Research projects at Saarland University
Towards uncertainty quantification for PDEs on networks
Duration: TBD–TBD
Funding scheme: Research Grants Program (Sachbeihilfe)
Funder: German Research Foundation
Budget: 245,708 €
My role: Principal investigator
Predecessor: Uncertainty quantification for PDEs on hypergraphs

3D printing is becoming ubiquitous in engineering and science. One of the main reasons for such success is its ability to create small structures not producible in any other known way. Typical examples include lightweight but strong materials (resembling, e.g., honeycombs) and artificial tissues. Such materials need to provide specific properties, while production is subject to uncertainties in the printing process. This project grows out of the need for mathematical algorithms to find optimal structures that retain their outstanding properties even in the presence of small errors. Robustness is vital for lightweight materials used to build lighter cars, planes, and rockets that save fuel. Similarly, 3D-printed artificial tissue has to mimic the real human tissue of fire victims to a high degree.

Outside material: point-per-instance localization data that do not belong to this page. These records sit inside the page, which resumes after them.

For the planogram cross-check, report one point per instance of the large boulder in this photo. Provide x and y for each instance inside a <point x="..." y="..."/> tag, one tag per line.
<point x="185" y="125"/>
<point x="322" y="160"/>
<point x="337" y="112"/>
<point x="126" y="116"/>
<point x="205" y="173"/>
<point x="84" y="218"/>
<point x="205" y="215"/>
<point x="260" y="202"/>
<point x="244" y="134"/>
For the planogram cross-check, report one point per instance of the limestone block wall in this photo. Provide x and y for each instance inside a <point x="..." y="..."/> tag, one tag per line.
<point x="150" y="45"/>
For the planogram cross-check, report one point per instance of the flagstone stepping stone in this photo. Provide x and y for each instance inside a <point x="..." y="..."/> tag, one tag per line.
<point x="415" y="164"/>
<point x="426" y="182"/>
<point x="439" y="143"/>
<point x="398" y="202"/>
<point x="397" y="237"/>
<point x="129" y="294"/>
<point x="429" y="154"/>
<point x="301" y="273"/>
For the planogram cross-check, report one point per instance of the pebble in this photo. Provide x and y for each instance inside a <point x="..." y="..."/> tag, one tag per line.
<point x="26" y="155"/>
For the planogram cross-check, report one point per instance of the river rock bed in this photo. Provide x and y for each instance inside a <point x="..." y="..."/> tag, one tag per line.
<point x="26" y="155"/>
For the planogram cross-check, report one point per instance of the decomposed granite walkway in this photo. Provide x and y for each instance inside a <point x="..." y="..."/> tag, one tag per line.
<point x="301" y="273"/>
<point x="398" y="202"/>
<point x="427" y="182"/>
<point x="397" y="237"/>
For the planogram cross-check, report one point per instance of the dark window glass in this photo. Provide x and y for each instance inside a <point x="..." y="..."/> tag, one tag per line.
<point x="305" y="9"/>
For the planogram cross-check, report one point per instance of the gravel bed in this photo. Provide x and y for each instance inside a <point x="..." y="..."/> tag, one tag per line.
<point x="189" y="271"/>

Compared to the most efficient existing approaches, the methodology of this project reduces the cost of an optimization-based product design cycle by orders of magnitude.
The picture shows micro-fiber scaffolds that are one artificial tissue component. It is taken from Mechanical behavior of a soft hydrogel reinforced with three-dimensional printed microfibre scaffolds by Miguel Castilho et al., licensed under CC BY 4.0.